A Seção 301 não é novidade. No passado, foi utilizada contra o Brasil em episódios marcantes, como em 1988, quando o governo Reagan impôs tarifas em resposta à Política Nacional de Informática, que favorecia indústrias nacionais em detrimento das estrangeiras. Contudo, especialistas, como Márcio Coimbra, destacam que a abordagem atual é bem diferente. Em vez de se concentrar em reservas de mercado rígidas, o foco agora está na modernização institucional e nos marcos regulatórios que visam consolidar uma democracia de mercado no Brasil.
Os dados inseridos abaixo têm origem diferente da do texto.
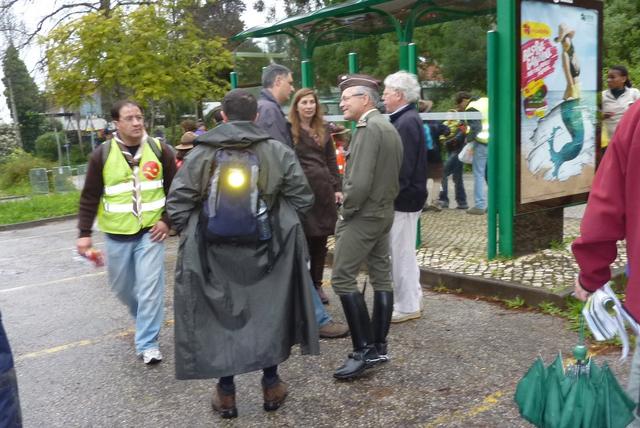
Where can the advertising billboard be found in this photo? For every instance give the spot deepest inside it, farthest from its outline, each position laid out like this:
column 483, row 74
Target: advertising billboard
column 559, row 82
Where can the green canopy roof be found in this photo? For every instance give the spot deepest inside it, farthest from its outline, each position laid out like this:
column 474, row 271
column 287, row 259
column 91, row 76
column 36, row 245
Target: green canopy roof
column 361, row 18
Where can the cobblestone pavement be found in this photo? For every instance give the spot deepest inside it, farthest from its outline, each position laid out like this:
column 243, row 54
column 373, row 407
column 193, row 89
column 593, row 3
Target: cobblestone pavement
column 455, row 241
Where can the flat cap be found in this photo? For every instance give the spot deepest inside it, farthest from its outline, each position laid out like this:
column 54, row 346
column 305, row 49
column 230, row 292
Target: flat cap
column 348, row 80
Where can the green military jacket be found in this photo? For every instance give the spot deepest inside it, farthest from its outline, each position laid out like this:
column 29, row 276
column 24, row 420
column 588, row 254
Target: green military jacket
column 371, row 180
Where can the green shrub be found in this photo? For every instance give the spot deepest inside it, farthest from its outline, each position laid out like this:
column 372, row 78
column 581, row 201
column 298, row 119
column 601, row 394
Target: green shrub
column 47, row 147
column 39, row 207
column 14, row 171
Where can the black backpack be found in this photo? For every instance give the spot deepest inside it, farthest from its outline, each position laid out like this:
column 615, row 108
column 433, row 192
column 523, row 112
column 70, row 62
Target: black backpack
column 233, row 210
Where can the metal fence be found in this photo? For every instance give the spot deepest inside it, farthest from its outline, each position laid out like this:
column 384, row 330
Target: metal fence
column 59, row 179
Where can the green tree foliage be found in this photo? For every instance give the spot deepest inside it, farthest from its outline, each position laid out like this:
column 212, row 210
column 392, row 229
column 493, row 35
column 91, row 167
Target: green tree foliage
column 153, row 54
column 218, row 18
column 29, row 102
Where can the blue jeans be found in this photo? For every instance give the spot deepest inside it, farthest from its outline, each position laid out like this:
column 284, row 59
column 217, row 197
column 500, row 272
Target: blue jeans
column 479, row 175
column 453, row 167
column 136, row 274
column 10, row 414
column 322, row 316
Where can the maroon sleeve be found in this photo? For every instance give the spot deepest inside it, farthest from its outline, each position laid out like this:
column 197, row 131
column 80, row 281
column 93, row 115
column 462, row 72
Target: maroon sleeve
column 169, row 168
column 91, row 193
column 604, row 220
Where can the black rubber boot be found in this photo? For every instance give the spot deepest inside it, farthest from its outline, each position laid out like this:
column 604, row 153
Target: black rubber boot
column 364, row 354
column 382, row 311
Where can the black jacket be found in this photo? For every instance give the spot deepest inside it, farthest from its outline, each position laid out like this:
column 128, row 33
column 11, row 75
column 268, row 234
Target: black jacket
column 413, row 173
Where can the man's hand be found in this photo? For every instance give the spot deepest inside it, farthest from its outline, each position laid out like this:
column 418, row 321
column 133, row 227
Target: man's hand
column 579, row 292
column 83, row 244
column 159, row 231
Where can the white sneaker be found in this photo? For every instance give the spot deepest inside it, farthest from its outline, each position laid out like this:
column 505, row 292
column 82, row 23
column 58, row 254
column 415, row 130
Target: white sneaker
column 398, row 317
column 151, row 356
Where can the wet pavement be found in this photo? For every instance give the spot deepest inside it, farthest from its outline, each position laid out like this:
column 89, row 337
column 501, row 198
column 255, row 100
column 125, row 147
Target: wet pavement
column 457, row 366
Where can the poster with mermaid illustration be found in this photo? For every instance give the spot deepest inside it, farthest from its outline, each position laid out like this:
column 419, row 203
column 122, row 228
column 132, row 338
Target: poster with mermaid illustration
column 559, row 83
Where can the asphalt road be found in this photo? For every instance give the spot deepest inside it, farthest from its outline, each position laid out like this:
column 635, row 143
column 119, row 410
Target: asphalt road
column 457, row 366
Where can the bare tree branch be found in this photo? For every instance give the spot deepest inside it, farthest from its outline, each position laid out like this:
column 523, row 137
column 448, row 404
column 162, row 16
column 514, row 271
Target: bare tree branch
column 42, row 21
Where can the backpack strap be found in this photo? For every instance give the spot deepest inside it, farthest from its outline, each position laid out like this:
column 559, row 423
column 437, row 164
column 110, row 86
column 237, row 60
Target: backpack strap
column 155, row 147
column 104, row 154
column 154, row 144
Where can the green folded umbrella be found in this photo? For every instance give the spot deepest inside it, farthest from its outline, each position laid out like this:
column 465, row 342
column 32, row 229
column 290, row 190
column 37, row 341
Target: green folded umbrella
column 582, row 395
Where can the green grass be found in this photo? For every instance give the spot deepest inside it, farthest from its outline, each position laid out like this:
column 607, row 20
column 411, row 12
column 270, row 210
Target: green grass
column 39, row 207
column 515, row 303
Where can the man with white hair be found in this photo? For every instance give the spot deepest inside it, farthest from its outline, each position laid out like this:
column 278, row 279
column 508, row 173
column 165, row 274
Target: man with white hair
column 401, row 92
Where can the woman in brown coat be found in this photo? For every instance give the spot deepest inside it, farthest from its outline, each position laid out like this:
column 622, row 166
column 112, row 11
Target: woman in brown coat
column 317, row 156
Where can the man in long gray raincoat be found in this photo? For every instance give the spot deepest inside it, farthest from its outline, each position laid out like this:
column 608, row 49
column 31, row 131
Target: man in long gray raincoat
column 240, row 308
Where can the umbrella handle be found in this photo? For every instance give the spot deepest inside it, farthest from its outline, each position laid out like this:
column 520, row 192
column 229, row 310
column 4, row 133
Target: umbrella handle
column 580, row 351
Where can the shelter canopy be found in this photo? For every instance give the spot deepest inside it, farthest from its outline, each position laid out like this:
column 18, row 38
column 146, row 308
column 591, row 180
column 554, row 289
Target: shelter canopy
column 360, row 18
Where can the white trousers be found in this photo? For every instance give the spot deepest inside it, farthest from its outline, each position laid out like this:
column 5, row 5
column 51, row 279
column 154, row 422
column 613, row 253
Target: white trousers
column 633, row 387
column 407, row 292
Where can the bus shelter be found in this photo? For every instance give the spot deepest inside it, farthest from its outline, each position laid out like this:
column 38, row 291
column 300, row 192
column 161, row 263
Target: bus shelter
column 529, row 182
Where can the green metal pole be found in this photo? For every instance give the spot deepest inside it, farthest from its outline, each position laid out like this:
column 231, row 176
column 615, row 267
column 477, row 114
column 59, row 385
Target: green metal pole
column 233, row 78
column 307, row 73
column 412, row 51
column 353, row 62
column 505, row 135
column 492, row 82
column 404, row 55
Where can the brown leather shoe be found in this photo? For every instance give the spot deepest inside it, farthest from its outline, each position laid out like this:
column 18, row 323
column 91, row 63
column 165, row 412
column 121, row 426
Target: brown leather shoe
column 333, row 330
column 274, row 395
column 224, row 403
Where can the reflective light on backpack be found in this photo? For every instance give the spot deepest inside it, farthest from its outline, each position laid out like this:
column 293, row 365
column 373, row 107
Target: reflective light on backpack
column 236, row 177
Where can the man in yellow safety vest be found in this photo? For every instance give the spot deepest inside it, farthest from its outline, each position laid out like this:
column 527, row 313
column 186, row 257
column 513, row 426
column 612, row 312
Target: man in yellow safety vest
column 127, row 180
column 479, row 136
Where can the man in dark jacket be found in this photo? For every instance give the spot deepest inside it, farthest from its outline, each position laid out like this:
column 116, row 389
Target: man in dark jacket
column 277, row 87
column 277, row 82
column 241, row 307
column 370, row 186
column 401, row 92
O ensaio atual se tornou mais complexo, pois as investigações não se limitam a práticas comerciais específicas, mas abordam aspectos como governança de dados e políticas ambientais, exigindo que o Brasil se alinhe a padrões internacionais. Natali Hoff, professora da Pontifícia Universidade Católica do Paraná, enfatiza que essa ampliação representa um desafio, pois questiona a própria natureza de como o Brasil regula sua economia.
Ademais, as pressões provenientes de grupos de lobby nos Estados Unidos, aliados a disputas locais envolvendo as grandes empresas de tecnologia e o governo brasileiro, intensificaram ainda mais a posição da Casa Branca. Essa relação intrincada reflete uma combinação de interesses estatais e mercadológicos, resultando em um endurecimento das políticas comerciais.
As estratégias de resposta do Brasil a essa investigação variam entre especialistas. Enquanto alguns defendem uma abordagem conciliatória, outros advogam pela aplicação da Lei de Reciprocidade, avaliando que tal ação pode ser imprudente num ambiente geopolítico em mudança. A Organização Mundial do Comércio (OMC), embora debilitada, ainda é vista como uma plataforma vital para contestar ações que considerem violadoras de compromissos multilaterais. O fortalecimento da autonomia do Brasil, com foco na diversificação de parcerias econômicas, é também uma estratégia sugerida para reduzir a vulnerabilidade diante da pressão das grandes potências.